Capital is global, and labor needs to be global too. Carolyn’s work in Brazil has helped demonstrate the importance of communication, strategic planning and joint action among international labor organizations that deal with similar issues and employers. The struggle for workers’ rights and dignity for all peoples is truly global.
During her time at the Solidarity Center, Carolyn worked alongside the United Steelworkers (USW) and various Brazilian unions on multiple international campaigns. Once in Pittsburgh, this important work continued directly in the USW. Carolyn is currently retired from the United Steelworkers (USW) in the USA and Canada.
Eric Gill started work in 1976 at the Sheraton Waikiki hotel as part of CWP’s strategic organizing program in Hawaii’s unions. An activist rank and file leader from the start, he has also served his union in various staff and elected positions over the years. Over the past 21 years, he has been elected eight times as the executive officer of UNITE HERE Local 5.

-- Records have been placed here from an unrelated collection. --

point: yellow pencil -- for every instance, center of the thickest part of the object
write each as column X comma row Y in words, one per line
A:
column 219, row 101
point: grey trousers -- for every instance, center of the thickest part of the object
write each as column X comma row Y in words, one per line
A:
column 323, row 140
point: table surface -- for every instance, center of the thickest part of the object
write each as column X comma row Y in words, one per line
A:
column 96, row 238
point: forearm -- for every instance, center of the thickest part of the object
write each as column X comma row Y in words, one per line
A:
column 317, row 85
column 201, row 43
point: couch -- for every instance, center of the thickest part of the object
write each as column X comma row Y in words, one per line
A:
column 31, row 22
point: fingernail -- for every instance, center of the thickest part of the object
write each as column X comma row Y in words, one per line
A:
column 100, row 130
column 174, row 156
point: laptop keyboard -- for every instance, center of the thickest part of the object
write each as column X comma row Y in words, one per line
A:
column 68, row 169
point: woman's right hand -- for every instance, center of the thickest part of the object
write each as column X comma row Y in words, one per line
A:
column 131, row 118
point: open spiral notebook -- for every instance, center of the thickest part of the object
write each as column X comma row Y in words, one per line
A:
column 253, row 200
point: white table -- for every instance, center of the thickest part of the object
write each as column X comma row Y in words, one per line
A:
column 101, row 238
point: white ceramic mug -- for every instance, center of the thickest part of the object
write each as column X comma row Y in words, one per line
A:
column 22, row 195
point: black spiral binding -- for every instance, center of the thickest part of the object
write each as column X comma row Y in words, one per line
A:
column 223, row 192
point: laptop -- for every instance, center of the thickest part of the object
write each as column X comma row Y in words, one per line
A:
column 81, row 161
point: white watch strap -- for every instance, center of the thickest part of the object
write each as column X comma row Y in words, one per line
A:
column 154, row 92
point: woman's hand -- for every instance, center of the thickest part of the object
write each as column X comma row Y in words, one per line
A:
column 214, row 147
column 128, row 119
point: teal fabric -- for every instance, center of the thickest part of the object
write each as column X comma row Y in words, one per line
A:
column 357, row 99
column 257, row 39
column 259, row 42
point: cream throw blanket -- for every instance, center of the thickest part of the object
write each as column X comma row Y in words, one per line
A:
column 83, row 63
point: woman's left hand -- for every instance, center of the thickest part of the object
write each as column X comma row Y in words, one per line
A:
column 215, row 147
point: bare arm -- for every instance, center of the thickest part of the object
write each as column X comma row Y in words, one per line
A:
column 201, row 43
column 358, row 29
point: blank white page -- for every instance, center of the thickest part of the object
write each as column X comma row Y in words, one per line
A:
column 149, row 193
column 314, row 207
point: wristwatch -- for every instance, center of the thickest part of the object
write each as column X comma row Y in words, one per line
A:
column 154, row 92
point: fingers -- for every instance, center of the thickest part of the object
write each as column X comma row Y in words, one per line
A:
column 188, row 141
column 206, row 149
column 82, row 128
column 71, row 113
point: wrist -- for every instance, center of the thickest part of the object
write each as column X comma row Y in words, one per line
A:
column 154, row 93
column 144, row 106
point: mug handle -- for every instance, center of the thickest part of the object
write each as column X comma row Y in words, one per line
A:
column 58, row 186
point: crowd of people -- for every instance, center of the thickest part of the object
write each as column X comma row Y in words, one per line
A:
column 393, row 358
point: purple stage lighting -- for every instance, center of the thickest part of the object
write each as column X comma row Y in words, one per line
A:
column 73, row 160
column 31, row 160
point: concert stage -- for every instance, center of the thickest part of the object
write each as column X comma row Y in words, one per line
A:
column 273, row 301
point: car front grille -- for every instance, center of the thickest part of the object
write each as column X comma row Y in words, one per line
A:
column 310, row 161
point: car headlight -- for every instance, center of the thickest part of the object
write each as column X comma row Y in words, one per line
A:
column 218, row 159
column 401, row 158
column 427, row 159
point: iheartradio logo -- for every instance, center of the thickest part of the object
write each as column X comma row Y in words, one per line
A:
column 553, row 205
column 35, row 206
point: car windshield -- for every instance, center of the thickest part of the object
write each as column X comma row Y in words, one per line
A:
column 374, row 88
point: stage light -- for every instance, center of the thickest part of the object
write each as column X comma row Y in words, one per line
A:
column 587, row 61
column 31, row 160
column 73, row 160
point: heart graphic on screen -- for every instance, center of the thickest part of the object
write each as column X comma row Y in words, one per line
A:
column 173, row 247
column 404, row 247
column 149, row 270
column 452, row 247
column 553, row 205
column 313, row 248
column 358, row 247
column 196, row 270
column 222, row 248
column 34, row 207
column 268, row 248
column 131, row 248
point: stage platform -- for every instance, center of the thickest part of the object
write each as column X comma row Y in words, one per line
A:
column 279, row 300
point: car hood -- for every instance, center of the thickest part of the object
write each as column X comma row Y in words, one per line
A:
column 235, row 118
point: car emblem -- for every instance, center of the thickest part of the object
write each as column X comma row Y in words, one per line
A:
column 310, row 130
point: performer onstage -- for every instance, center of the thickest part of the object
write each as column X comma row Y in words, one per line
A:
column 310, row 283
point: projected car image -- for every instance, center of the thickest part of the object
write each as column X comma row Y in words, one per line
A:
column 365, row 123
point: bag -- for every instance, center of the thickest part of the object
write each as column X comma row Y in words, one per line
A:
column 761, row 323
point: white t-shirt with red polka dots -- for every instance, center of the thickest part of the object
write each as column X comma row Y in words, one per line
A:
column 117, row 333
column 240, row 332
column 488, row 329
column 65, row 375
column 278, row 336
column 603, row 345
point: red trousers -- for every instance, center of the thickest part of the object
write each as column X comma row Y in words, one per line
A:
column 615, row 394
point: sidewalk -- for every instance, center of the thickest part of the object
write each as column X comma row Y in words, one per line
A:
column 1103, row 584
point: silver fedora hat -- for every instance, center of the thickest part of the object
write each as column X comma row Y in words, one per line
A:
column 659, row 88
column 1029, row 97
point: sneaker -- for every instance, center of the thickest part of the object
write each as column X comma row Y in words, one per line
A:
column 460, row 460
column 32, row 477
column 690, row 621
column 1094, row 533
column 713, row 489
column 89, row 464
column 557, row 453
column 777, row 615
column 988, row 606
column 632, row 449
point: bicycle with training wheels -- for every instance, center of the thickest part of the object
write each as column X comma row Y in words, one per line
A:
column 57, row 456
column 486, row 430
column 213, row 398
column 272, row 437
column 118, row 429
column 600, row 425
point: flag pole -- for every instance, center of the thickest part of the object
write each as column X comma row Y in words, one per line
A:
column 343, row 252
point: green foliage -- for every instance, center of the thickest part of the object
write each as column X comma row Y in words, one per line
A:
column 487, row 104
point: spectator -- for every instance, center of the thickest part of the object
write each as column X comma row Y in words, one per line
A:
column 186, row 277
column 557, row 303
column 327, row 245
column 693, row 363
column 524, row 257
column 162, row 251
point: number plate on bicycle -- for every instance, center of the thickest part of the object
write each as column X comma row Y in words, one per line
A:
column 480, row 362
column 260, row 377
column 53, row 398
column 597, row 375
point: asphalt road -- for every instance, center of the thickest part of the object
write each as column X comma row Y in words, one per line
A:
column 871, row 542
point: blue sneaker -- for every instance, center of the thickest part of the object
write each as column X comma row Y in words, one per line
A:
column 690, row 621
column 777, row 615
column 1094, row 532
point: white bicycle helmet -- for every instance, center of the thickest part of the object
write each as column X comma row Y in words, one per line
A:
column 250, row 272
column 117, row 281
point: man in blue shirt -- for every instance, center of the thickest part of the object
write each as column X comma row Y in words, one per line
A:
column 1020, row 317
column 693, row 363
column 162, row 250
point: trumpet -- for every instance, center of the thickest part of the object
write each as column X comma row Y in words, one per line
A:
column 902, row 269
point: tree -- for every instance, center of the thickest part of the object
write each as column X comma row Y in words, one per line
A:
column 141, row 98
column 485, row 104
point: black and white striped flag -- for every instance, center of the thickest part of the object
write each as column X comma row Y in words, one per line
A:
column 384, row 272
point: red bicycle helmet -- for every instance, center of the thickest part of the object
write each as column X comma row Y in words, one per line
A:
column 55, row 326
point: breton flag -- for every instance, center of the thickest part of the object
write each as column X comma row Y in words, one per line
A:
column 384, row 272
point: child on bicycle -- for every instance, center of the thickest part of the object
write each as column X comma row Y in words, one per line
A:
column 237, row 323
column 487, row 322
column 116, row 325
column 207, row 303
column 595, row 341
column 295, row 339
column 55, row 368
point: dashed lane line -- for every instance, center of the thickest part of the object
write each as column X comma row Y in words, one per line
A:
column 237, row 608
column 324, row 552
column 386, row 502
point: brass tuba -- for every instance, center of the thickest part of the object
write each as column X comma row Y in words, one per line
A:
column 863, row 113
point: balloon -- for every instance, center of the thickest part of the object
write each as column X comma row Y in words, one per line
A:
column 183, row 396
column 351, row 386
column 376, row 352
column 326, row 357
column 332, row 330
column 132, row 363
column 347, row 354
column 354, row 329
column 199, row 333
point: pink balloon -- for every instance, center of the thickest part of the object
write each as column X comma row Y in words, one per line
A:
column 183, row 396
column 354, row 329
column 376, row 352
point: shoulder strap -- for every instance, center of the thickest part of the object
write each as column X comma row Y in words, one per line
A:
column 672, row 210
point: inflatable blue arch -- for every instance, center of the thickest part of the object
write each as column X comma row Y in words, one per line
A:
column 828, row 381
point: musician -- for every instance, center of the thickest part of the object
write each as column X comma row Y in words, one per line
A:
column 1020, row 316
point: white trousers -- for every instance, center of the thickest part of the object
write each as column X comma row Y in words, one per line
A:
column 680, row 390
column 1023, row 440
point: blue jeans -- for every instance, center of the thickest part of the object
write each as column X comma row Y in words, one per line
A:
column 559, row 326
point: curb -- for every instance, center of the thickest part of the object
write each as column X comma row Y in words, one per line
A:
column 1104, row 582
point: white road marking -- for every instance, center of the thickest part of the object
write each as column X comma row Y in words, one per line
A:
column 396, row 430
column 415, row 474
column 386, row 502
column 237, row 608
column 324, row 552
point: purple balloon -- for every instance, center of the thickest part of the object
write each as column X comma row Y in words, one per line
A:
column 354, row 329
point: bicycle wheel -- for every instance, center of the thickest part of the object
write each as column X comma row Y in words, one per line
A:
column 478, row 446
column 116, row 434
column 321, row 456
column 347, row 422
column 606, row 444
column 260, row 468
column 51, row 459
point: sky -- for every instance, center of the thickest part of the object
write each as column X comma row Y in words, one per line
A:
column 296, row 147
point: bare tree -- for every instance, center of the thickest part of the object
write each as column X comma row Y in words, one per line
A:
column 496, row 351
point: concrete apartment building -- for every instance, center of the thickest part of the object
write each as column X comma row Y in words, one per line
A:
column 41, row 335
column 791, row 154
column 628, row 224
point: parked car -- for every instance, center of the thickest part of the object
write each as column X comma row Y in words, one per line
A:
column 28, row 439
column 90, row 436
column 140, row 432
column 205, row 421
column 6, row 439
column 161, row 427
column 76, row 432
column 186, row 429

An officer of the international union as well, Eric has played a central role in promoting combined action by local UNITE HERE affiliates in multiple cities, most notably the coordinated eight-week strike that 8000 union members in seven local unions successfully conducted against the Marriott Corporation in 2018.
Kent Wong is the director of the Labor Center at the University of California, Los Angeles where he teaches Ethnic Studies and Labor Studies. The UCLA Labor Center promotes research, teaching, and policy to advance workers’ rights.
Wong previously worked as staff attorney for the Service Employees International Union in Los Angeles. He was also the first staff attorney for Asian Americans Advancing Justice, Los Angeles.
Kent Wong was the founding President of the Asian Pacific American Labor Alliance—the first national organization of Asian American union members and workers. He is a Vice President of the California Federation of Teachers, representing 120,000 teachers and educational workers.
Kent Wong has published more than twelve books on the labor movement, immigrant rights, and the Asian American community.